Рубакин махнул рукой:
— Говорить с тобой! А ну, пошли к ней!
У Марины по всей комнате разбросано приготовленное к стирке белье. Пол под бельем не виден. И на плите в тазу густо парит. Сама Марина, негромко напевая, с подушек наволочки снимает.
— Марина! Хоть обижайся, хоть как, а придется идти сегодня на работу, — сказал начальник с порога.
— Ну да, идти, — рассмеялась та в ответ. — Ослеп, не видишь? Ребенку, что ли, оставлю все стирать… Или, может, ты сам постираешь?
— Вернешься — сделаешь, — говорит Шура Рубакин. — А сейчас одевайся и выходи в лес. За печкой сторожиха доглядит.

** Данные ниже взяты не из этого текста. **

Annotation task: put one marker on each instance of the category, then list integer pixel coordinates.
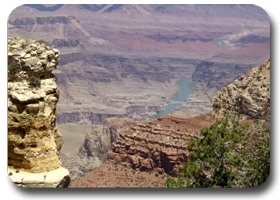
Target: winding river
(185, 91)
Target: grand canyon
(119, 64)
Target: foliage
(228, 154)
(11, 48)
(42, 41)
(34, 82)
(13, 67)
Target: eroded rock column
(33, 140)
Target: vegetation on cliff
(231, 153)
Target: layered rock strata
(96, 146)
(159, 144)
(248, 94)
(33, 140)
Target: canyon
(159, 146)
(123, 61)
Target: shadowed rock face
(41, 20)
(162, 145)
(158, 145)
(252, 92)
(33, 140)
(96, 146)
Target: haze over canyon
(123, 61)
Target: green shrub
(13, 67)
(34, 82)
(229, 154)
(42, 41)
(11, 48)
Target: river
(185, 91)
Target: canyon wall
(248, 94)
(33, 140)
(96, 146)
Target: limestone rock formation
(33, 140)
(252, 92)
(159, 144)
(96, 146)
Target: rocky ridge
(251, 93)
(96, 146)
(33, 140)
(160, 146)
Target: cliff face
(161, 145)
(42, 20)
(252, 92)
(96, 146)
(158, 145)
(33, 140)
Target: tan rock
(33, 140)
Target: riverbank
(174, 101)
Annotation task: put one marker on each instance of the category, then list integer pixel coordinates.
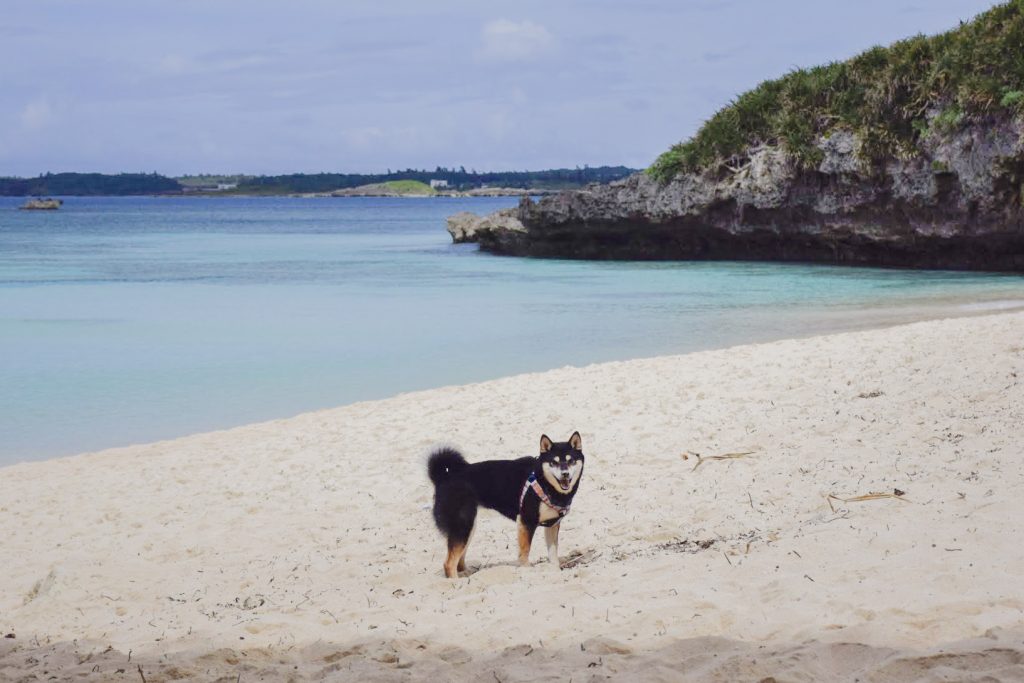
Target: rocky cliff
(955, 204)
(904, 156)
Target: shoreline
(317, 527)
(861, 317)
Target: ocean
(131, 319)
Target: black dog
(535, 492)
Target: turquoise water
(129, 319)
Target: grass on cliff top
(410, 187)
(884, 95)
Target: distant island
(440, 181)
(908, 156)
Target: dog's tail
(443, 463)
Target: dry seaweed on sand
(896, 494)
(724, 456)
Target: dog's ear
(576, 441)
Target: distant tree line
(460, 178)
(153, 183)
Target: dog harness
(531, 482)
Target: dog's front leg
(525, 540)
(551, 538)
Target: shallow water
(129, 319)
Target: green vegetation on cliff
(888, 96)
(410, 187)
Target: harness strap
(531, 482)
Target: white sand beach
(304, 548)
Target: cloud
(503, 40)
(37, 114)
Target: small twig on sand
(897, 495)
(724, 456)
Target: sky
(259, 86)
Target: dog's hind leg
(525, 541)
(457, 549)
(455, 512)
(551, 539)
(462, 560)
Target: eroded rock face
(467, 226)
(954, 204)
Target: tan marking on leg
(456, 551)
(525, 539)
(462, 560)
(551, 539)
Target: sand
(305, 547)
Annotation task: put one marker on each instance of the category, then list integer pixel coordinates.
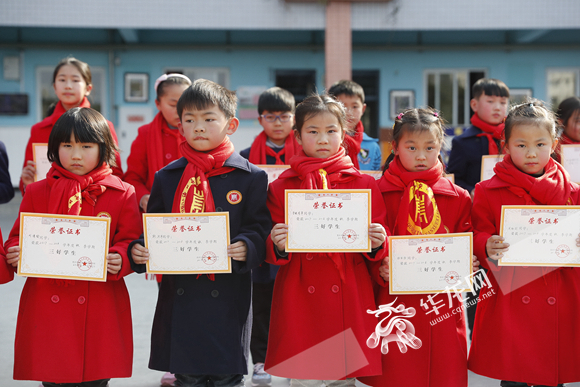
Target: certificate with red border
(328, 220)
(188, 244)
(540, 235)
(63, 246)
(273, 170)
(570, 156)
(425, 264)
(39, 151)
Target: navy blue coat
(264, 273)
(198, 323)
(465, 157)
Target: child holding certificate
(318, 330)
(72, 82)
(527, 332)
(201, 329)
(77, 331)
(413, 183)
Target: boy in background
(366, 148)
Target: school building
(404, 53)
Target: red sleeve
(118, 170)
(128, 229)
(137, 165)
(484, 226)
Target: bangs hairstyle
(203, 94)
(567, 109)
(87, 126)
(531, 112)
(83, 68)
(491, 87)
(276, 99)
(347, 87)
(316, 104)
(417, 121)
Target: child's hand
(238, 251)
(143, 202)
(114, 263)
(279, 235)
(28, 173)
(475, 264)
(384, 269)
(13, 255)
(377, 234)
(140, 254)
(495, 247)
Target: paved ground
(143, 298)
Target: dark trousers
(261, 308)
(94, 383)
(186, 380)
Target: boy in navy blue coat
(489, 103)
(201, 328)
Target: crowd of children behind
(302, 316)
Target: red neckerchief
(69, 192)
(193, 192)
(59, 110)
(492, 132)
(317, 173)
(260, 150)
(418, 212)
(155, 155)
(352, 143)
(553, 187)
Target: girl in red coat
(413, 175)
(157, 143)
(319, 328)
(75, 331)
(527, 332)
(72, 82)
(569, 119)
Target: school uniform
(527, 331)
(319, 325)
(71, 331)
(200, 325)
(441, 361)
(40, 133)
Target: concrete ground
(143, 298)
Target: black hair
(203, 94)
(491, 87)
(276, 99)
(87, 126)
(347, 87)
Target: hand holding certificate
(63, 246)
(187, 244)
(540, 235)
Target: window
(449, 91)
(562, 83)
(45, 92)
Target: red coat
(74, 331)
(40, 133)
(442, 359)
(138, 164)
(311, 304)
(530, 334)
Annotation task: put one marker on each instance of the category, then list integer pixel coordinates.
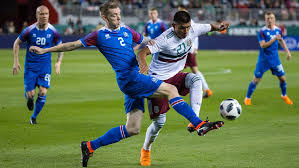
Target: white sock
(204, 82)
(153, 131)
(193, 82)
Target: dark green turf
(84, 102)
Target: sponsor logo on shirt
(107, 36)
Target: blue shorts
(36, 78)
(136, 88)
(262, 67)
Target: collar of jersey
(41, 29)
(157, 21)
(110, 30)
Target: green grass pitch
(84, 102)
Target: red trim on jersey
(176, 102)
(170, 60)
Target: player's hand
(152, 42)
(36, 50)
(16, 68)
(289, 55)
(224, 25)
(57, 68)
(143, 69)
(278, 37)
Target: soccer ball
(230, 109)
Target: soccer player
(114, 41)
(192, 63)
(170, 51)
(37, 67)
(155, 26)
(269, 36)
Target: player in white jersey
(169, 52)
(191, 61)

— Да не пойду я ни в какой лес! — вспылила Марина, она, руки в боки, остановилась против нас. — Я же вчера отпрашивалась у Феди, загодя предупредила. Так ведь, Федя?
— Да, я говорил об этом Рубакину, — сказал я, сгорая от стыда и злости.

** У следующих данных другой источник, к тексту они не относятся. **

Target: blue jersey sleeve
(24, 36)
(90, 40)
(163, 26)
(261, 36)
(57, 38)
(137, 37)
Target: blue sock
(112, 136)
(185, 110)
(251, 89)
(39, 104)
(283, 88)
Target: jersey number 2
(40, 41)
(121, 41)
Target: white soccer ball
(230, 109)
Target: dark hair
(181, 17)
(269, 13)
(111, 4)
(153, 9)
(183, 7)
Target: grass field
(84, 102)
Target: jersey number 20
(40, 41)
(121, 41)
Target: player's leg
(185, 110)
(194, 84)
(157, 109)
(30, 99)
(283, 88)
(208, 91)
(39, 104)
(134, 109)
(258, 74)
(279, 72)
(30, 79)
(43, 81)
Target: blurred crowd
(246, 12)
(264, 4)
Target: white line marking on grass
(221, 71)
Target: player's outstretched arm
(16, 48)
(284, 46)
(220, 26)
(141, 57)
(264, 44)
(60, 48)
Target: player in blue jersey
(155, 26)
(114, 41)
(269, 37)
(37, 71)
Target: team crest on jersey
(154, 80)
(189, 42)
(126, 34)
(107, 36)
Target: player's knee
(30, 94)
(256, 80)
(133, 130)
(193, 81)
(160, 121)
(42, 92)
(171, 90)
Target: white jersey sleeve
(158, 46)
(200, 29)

— Ну вот, — облегченно вздохнула Марина, — он тебе, Рубакин, доложился. Так чего ты хочешь? Нет, вы уж промеж себя разбирайтесь, начальнички, кто прав, кто виноват, а меня сегодня не троньте, дайте бабе порядок навесть, грязью заросла по уши и мыла раздобыла кстати, повезло.
— Все равно придется идти, — гнет свое Рубакин. — Сегодня такой день, все должны работать. А то, на тебя глядя, и другие бабы по домам сидят…
— Ну да! Пускай каждый за себя отвечает! — закипятилась Марина. — А я сказала — не пойду, и не пойду!